O arrependimento de FHC

O ex-presidente Fernando Henrique Cardoso é uma das figuras mais lastimáveis da política brasileira. Sociólogo reconhecido, perseguido pelo regime militar, fez um governo de direita, alinhado com os interesses da plutocracia do pais, vendendo patrimônio público em troca de moedas podres. Agora, muitos anos depois de deixar o poder, declarou estar arrependido de ter implantado o instituto da reeleição no Brasil, por entender que os governantes fazem de tudo para obter a renovação do mandato. A constatação é óbvia, mas isso não faz da reeleição um mal em si, já que outros países também a adotam. O problema maior é que FHC, para obter a aprovação da medida, comprou duzentos deputados federais, e agiu em proveito próprio, pois queria ter um segundo mandato. Um governante pode propor mudanças dessa natureza, mas apenas visando mandatos futuros, já que, quando foi eleito, a regra era outra. Estabelecer a reeleição para ser o seu primeiro beneficiário constitui um casuísmo eleitoral repulsivo. O arrependimento de FHC é um ato cínico, e tardio. O ex-presidente é um retrato fiel da asquerosa elite brasileira. Polido, de fala mansa, esconde por trás da aparência refinada um lobo em pele de cordeiro. O melhor que poderia fazer pelo país seria recolher-se ao silêncio.
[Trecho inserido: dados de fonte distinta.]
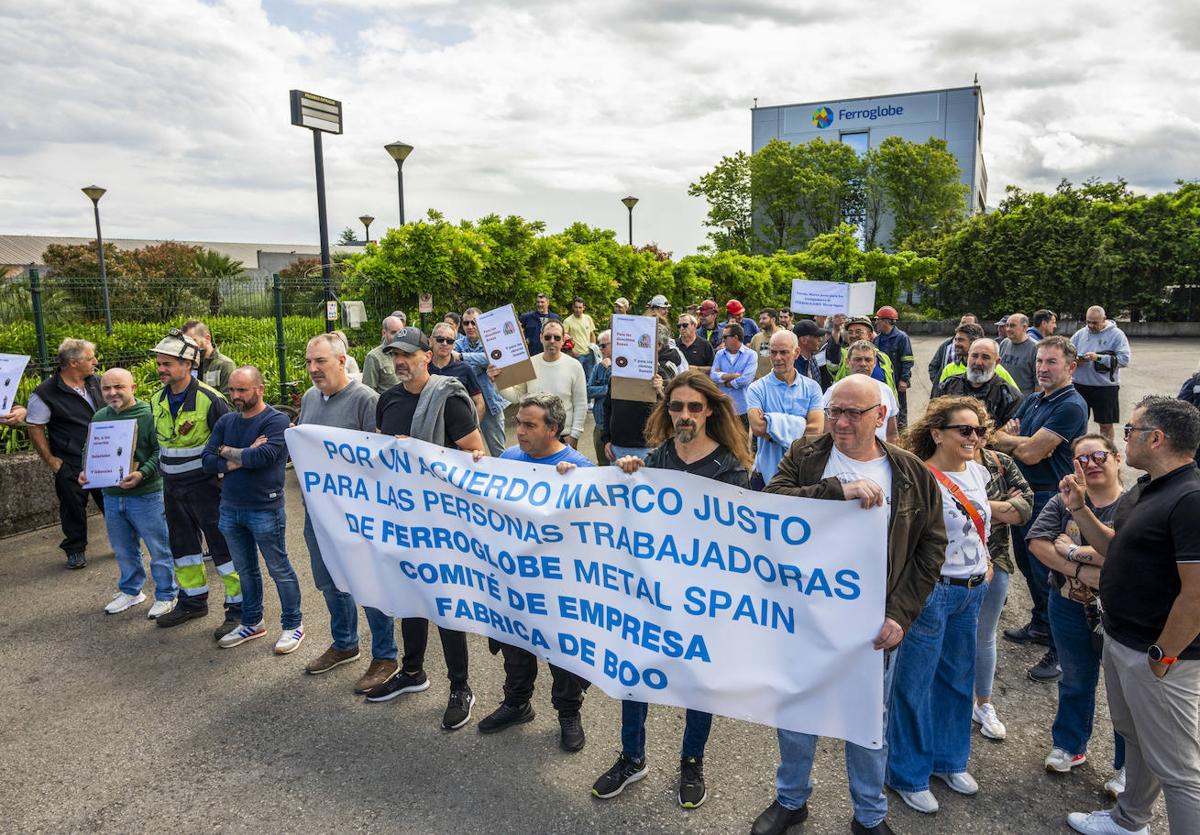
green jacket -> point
(145, 454)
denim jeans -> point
(864, 766)
(931, 703)
(985, 635)
(1036, 575)
(343, 612)
(130, 518)
(1080, 676)
(265, 529)
(696, 725)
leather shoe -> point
(778, 818)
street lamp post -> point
(630, 202)
(94, 193)
(400, 151)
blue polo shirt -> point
(771, 394)
(1065, 413)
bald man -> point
(133, 509)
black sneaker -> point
(570, 737)
(399, 683)
(1026, 634)
(1047, 671)
(778, 818)
(505, 716)
(459, 708)
(691, 782)
(613, 781)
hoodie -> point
(1114, 348)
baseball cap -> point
(407, 340)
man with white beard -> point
(981, 380)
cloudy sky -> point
(547, 109)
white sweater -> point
(563, 377)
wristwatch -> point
(1156, 654)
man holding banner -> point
(695, 430)
(847, 464)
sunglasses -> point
(966, 430)
(1097, 457)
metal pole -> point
(325, 272)
(280, 349)
(103, 272)
(43, 354)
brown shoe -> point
(329, 659)
(379, 671)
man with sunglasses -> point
(850, 463)
(1150, 594)
(1039, 438)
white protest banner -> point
(659, 587)
(109, 451)
(12, 366)
(829, 298)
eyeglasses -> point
(966, 430)
(835, 413)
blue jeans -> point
(343, 612)
(265, 529)
(931, 703)
(1036, 575)
(864, 766)
(1080, 674)
(130, 518)
(985, 635)
(696, 725)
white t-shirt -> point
(966, 556)
(847, 469)
(886, 397)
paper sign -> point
(504, 343)
(828, 298)
(12, 366)
(109, 451)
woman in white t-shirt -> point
(929, 725)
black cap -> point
(407, 340)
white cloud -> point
(552, 110)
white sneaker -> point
(1101, 823)
(989, 722)
(1115, 785)
(960, 781)
(241, 635)
(1061, 761)
(123, 601)
(923, 802)
(289, 641)
(160, 608)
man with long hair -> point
(693, 428)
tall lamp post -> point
(94, 194)
(400, 151)
(630, 202)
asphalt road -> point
(108, 724)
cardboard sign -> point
(504, 343)
(634, 358)
(12, 366)
(829, 298)
(111, 444)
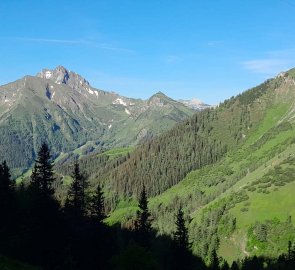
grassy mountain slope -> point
(60, 106)
(230, 200)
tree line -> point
(35, 228)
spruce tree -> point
(7, 186)
(42, 175)
(96, 206)
(143, 221)
(181, 234)
(75, 202)
(181, 255)
(7, 204)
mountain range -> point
(231, 168)
(61, 107)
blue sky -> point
(209, 49)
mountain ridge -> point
(63, 107)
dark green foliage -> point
(143, 221)
(75, 202)
(42, 175)
(181, 244)
(96, 205)
(180, 236)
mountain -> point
(231, 168)
(195, 104)
(61, 107)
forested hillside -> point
(219, 165)
(61, 107)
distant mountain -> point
(195, 104)
(62, 108)
(231, 169)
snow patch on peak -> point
(120, 101)
(126, 111)
(48, 74)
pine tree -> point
(181, 234)
(42, 175)
(143, 222)
(7, 186)
(75, 202)
(181, 256)
(7, 203)
(96, 206)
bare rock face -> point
(61, 75)
(195, 104)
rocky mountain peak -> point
(195, 104)
(61, 75)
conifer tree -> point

terça-feira, 8 de setembro de 2020

Cristiano Ronaldo ainda faz a diferença

A atuação de Cristiano Ronaldo, hoje, no jogo Portugal 2 x 0 Suécia, pela Nations League, chamou a atenção. Ele fez dois golaços, que definiram o placar. Com 35 anos, já está numa idade em que os jogadores encaminham o final da carreira. Porém, Cristiano Ronaldo ainda faz a diferença. Maior expressão técnica da seleção de Portugal, conduziu-a aos títulos da Eurocopa de 2016 e da Nations League 2018/2019. Se no Juventus não conseguiu, até agora, o mesmo êxito que obteve no Real Madrid, onde ganhou várias edições da Champions League, na seleção de Portugal seu desempenho é notável. Nisso, difere de Messi, com quem, há mais de dez anos, disputa a condição de melhor jogador do mundo. Na seleção da Argentina, ainda que tenha sido vice-campeão da Copa do Mundo de 2014, Messi nunca repetiu o seu brilhante desempenho pelo Barcelona. Com uma postura profissional admirável, Cristiano Ronaldo, mesmo numa idade avançada para os padrões do futebol, parece ainda ter muito a ofertar aos apreciadores do esporte mais popular do mundo.